In the first floor gallery, the works articulate the idea of memory as a means for social enquiry, political and cultural history and autobiography – or the intersection of all three. Miroslaw Balka consistently references personal experience, historical memory and materiality in his work, transforming humble objects into potent and charged cyphers. 2 x 40 x 33 x 20 (2000) consists of a pair of neutrally-coloured felt masks with cut out, downward-cast eyes: muted witnesses whose material warmth and specific height relates directly to the artist’s own body. Etel Adnan’s small scale, vibrant paintings appear like crystallisations of particularly vivid memories, abstracted and condensed images recalling the landscape of her childhood in Beirut, or the years spent living on the West Coast of America. Similarly, Mona Hatoum explores memory through familiar places and objects. Bukhara (red to pink) (2009), is part of an ongoing series of sculptures that use antique, hand-woven carpets similar to the kind she lived with as a child, to create low-relief maps of the world
Both Damián Ortega and Jac Leirner use everyday industrial products, which are reconfigured into works that suggest memory, action and time through their collective form. Leirner’s sculpture Blossom (2017), comprised of a series of spirit levels, become objects of abstract beauty when installed together across the corner of a gallery, while Ortega’s casts of the moulded interior packaging used for consumer products, set out in a line on the floor, appear like an extrapolated and frozen timeline in material form. Works by Georg Baselitz and Tracey Emin highlight more personal memories and themes. Baselitz’s dark, almost monochromatic painting Es geht weiter abwärts (2017) presents the artist’s legs and torso upside down, emphasising gravitational pull and suggesting a sense of falling or collapsing through the deterioration of physical mass.

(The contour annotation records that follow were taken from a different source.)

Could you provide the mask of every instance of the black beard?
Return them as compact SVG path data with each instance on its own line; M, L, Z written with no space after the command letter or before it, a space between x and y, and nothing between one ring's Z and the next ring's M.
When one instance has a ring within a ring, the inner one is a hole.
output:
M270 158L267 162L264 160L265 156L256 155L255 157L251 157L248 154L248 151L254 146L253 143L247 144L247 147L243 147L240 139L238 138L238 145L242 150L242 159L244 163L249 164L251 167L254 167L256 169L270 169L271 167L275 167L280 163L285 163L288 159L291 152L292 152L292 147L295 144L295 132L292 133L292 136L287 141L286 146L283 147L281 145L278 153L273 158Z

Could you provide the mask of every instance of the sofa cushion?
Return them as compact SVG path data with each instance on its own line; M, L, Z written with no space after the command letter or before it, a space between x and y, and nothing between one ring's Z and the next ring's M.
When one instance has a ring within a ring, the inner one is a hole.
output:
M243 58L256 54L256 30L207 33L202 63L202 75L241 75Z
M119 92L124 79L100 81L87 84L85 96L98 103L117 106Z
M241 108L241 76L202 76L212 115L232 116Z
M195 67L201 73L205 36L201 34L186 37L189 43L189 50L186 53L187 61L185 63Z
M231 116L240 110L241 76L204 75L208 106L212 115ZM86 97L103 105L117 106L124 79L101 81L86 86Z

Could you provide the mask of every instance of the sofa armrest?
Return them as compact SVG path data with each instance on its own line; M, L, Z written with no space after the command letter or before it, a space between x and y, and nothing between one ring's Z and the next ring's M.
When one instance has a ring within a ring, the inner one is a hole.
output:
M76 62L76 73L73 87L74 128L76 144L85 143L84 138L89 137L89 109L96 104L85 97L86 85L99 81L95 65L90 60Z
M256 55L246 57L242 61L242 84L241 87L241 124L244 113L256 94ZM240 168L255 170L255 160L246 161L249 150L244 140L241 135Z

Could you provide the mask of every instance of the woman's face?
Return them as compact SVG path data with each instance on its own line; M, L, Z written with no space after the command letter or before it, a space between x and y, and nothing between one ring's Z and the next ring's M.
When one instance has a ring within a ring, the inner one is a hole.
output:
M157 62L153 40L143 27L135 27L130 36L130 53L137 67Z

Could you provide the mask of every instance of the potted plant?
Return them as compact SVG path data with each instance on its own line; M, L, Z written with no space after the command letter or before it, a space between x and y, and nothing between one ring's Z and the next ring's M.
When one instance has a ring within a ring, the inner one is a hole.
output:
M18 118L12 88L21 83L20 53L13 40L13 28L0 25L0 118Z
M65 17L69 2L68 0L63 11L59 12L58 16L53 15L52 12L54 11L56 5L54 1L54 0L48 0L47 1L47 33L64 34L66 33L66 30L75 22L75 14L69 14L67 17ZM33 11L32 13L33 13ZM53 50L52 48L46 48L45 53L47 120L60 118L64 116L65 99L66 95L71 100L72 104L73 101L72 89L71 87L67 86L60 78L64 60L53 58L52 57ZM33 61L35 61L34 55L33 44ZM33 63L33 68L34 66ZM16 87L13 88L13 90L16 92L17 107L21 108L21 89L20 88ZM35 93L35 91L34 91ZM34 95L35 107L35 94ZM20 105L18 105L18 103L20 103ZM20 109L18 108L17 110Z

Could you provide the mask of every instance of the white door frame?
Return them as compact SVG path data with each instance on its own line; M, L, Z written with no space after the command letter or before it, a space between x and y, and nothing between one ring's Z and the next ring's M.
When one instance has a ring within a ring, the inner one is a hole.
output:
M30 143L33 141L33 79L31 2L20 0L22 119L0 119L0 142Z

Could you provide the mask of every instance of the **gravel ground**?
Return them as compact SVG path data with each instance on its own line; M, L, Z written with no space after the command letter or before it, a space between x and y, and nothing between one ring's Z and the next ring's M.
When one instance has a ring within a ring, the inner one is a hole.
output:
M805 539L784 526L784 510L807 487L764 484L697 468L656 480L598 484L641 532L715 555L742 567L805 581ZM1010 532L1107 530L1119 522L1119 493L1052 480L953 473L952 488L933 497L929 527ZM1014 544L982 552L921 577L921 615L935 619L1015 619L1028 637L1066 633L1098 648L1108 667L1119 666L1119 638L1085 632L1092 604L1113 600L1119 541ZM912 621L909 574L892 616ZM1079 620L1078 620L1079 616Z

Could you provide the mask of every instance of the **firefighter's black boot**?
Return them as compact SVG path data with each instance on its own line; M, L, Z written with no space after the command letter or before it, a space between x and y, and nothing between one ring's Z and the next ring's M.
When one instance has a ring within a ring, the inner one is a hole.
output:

The two ‘memory capsules’ situated at the centre of each floor of the exhibition provide a historical framework for contextualising these artworks. In these spaces a curated selection of archive material, including objects, images, films, texts and printed ephemera, serve to highlight key moments in the gallery’s past. Maquettes for Kiefer’s towers installed at the Royal Academy of Arts, London in 2014; Shaw’s lavishly encrusted lobster claws for a monumental sculpture; or delicately embroidered appliqués by Tracey Emin, for example, are presented alongside hand-written notes by artists, press cuttings, invitation cards, publications and photographs of past exhibitions. Amassed together they provide a unique and fascinating insight into the artistic process and methods of exhibition-making, as well as White Cube’s extensive gallery programme of the past 25 years: from its beginnings in 1993, to its current international status with two locations in London and one in Hong Kong.